AutoMod hadn’t been introduced in the summer of 2016, when Twitch took its first step toward beaming political happenings to users. The Democratic and Republican conventions that preceded 2016’s U.S. presidential election were both streamed on the site.
Archived versions of the proceedings show a chat window overrun with profanity-laced utterances, incomprehensible debate, slogan-spewing bots, and veiled nods toward hateful world views (Pepe the Frog emoji appear frequently, for example).
Even if AutoMod sterilizes the worst of what Twitch chat brings — it’s been a well-received feature — there’s still another, simpler problem with the idea of using the streaming service as a community engagement platform for a political event: it’s downright hard to follow.
Twitch is a faulty platform for rational conversation because there’s no good way to keep up.

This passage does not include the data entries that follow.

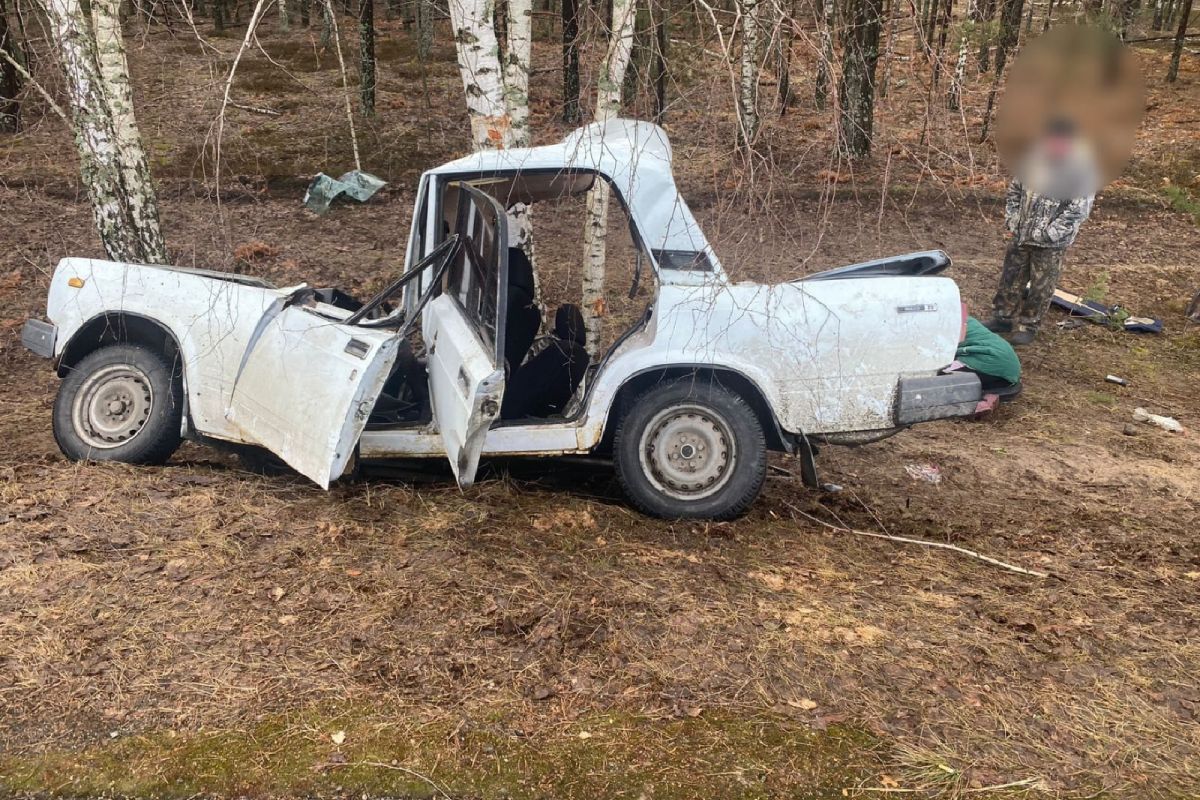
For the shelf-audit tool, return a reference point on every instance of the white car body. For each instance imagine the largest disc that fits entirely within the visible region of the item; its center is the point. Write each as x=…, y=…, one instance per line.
x=832, y=356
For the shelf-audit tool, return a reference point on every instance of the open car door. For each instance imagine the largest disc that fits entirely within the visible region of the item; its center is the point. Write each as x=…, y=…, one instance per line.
x=306, y=386
x=463, y=328
x=309, y=380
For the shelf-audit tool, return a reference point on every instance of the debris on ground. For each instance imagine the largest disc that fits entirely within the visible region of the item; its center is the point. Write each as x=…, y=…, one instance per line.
x=355, y=184
x=928, y=473
x=1097, y=312
x=1164, y=422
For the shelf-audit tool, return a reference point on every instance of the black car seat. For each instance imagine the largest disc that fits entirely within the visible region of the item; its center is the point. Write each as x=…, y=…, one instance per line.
x=545, y=384
x=522, y=319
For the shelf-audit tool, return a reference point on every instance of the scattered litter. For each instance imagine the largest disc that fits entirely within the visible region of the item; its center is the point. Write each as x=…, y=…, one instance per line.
x=355, y=184
x=1098, y=312
x=1164, y=422
x=928, y=473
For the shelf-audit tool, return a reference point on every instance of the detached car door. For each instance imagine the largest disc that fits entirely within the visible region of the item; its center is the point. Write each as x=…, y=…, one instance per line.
x=306, y=386
x=463, y=328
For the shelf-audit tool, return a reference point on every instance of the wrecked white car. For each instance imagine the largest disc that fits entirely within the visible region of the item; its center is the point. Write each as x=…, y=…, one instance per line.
x=442, y=364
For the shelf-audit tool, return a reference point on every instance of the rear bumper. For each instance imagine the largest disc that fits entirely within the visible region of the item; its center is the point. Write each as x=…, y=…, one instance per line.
x=39, y=336
x=937, y=397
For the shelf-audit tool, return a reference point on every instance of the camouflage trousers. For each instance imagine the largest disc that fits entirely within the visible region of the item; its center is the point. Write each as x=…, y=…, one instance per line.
x=1026, y=283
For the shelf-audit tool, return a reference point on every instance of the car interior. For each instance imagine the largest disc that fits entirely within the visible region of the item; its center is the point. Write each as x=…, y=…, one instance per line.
x=545, y=364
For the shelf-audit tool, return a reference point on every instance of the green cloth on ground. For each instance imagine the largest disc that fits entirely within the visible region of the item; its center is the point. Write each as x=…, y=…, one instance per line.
x=988, y=353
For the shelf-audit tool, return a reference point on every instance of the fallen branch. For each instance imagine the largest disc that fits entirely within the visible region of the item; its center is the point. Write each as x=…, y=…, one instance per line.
x=923, y=542
x=256, y=109
x=437, y=788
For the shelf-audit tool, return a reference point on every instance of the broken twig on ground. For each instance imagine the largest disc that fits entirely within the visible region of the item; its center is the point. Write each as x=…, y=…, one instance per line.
x=923, y=542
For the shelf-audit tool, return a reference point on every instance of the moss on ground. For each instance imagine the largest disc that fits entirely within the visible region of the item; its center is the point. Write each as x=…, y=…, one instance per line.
x=603, y=756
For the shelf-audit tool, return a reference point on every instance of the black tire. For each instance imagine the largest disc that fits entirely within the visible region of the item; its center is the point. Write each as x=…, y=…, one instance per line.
x=705, y=451
x=123, y=402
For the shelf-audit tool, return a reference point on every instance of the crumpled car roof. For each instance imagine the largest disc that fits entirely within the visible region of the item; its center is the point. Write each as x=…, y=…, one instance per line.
x=635, y=156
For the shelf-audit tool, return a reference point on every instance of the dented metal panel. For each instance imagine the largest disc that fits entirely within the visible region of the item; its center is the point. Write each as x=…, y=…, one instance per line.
x=466, y=386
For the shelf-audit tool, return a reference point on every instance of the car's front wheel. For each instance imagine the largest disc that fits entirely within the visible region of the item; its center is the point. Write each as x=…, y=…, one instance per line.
x=690, y=449
x=123, y=402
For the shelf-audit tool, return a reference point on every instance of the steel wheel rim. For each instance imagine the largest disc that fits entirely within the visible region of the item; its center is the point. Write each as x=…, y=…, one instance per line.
x=112, y=405
x=688, y=452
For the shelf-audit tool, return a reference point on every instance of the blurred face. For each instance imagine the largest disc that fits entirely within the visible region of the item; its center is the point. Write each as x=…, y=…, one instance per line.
x=1071, y=112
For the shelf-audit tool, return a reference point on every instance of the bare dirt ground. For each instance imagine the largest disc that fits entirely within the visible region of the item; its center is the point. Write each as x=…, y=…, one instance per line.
x=198, y=629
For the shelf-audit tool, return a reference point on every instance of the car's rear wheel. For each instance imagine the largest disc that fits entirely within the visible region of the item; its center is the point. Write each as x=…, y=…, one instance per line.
x=690, y=449
x=123, y=402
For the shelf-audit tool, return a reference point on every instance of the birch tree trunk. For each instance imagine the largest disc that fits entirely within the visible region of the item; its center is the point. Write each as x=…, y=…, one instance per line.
x=570, y=61
x=516, y=70
x=95, y=140
x=139, y=193
x=479, y=65
x=366, y=58
x=1173, y=71
x=609, y=85
x=954, y=96
x=10, y=80
x=825, y=61
x=659, y=67
x=748, y=88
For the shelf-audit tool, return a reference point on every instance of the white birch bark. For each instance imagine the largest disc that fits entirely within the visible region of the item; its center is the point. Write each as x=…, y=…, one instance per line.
x=595, y=227
x=114, y=72
x=825, y=61
x=516, y=70
x=954, y=96
x=95, y=140
x=748, y=90
x=483, y=80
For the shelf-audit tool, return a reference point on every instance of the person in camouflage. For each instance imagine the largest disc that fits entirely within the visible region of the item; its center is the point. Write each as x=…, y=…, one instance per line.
x=1041, y=229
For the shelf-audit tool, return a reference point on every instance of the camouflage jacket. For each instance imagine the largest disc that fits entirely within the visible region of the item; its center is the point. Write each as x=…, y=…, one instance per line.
x=1042, y=221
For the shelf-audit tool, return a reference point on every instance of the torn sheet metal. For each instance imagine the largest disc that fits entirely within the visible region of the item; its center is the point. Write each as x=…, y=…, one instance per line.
x=355, y=184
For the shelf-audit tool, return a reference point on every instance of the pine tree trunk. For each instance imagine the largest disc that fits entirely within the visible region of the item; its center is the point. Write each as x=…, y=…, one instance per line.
x=95, y=140
x=825, y=60
x=595, y=228
x=366, y=58
x=1173, y=72
x=661, y=48
x=10, y=79
x=856, y=95
x=748, y=88
x=479, y=65
x=516, y=70
x=571, y=61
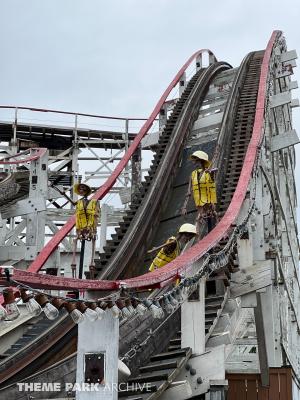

For a must-watch moment like this, thousands upon thousands of Twitch users tune in for the stream. Comments in chat fly by so quickly that you’re often scrolling back up to finish the single-sentence post you couldn’t finish reading because it disappeared so quickly.
If Twitter is a faulty platform for rational conversation because of the length constraints, Twitch is the same when a crowd tunes in because there’s no way to keep up. Even if you yourself pause chat and take the time to respond thoughtfully to one comment or another, it’s likely your voice will be drowned out in an instant.
To be fair, puzzling out how to get users engaged with the news of the day is still a work-in-progress for Twitch. The party conventions of 2016 were its first step in that direction, and — again — that was before the days of AutoMod.
Twitch even acknowledges its noob status in this arena in a statement connected with the Comey announcement, though it’s unfortunately couched in the sort of fantasyland PR speak that doesn’t hold up under close scrutiny.
“When we live streamed the Republican and Democratic National Conventions on Twitch last year, followed by a broadcast from the White House, our community had the opportunity to engage in civic-minded content, while conversing with one another in chat,” said Brian Petrocelli, Product Marketing Manager, Twitch.
“Because [the Twitch community] enthusiastically embraced this interactive public service experiment, it inspired us to experiment further with a News channel dedicated to bi-partisan landmark events beginning with the Comey hearings.”
Petrocelli rightly refers to 2016’s streams as an experiment, and they were successful enough — whatever your impression of it might have been — to inspire the launch of this News channel. But the notion that there was any actual “conversation” in those chats stretches reality.
To date, the laborious process of following along in a Twitch chat has been the service’s greatest Achilles’ heel with regards to fostering an active, cohesive community.
The Comey hearing, and the News channel that it launches, give Twitch a platform — and more importantly, a strong reason — to more actively work toward solving the problem of an unwieldy chat interface. You still might want to shut down the chat if you tune in on Twitch today (just click the little grey triangle at the top of the stream window, next to the Subscribe button), but an optimist’s view suggests that this could be the start of a larger shift for the community side of Twitch.
Or it could continue to live on as a vast ocean of “fuck yous” and Pepes. Whatever works, right? In the end, running a business on the internet is a numbers game — and Twitch has the numbers.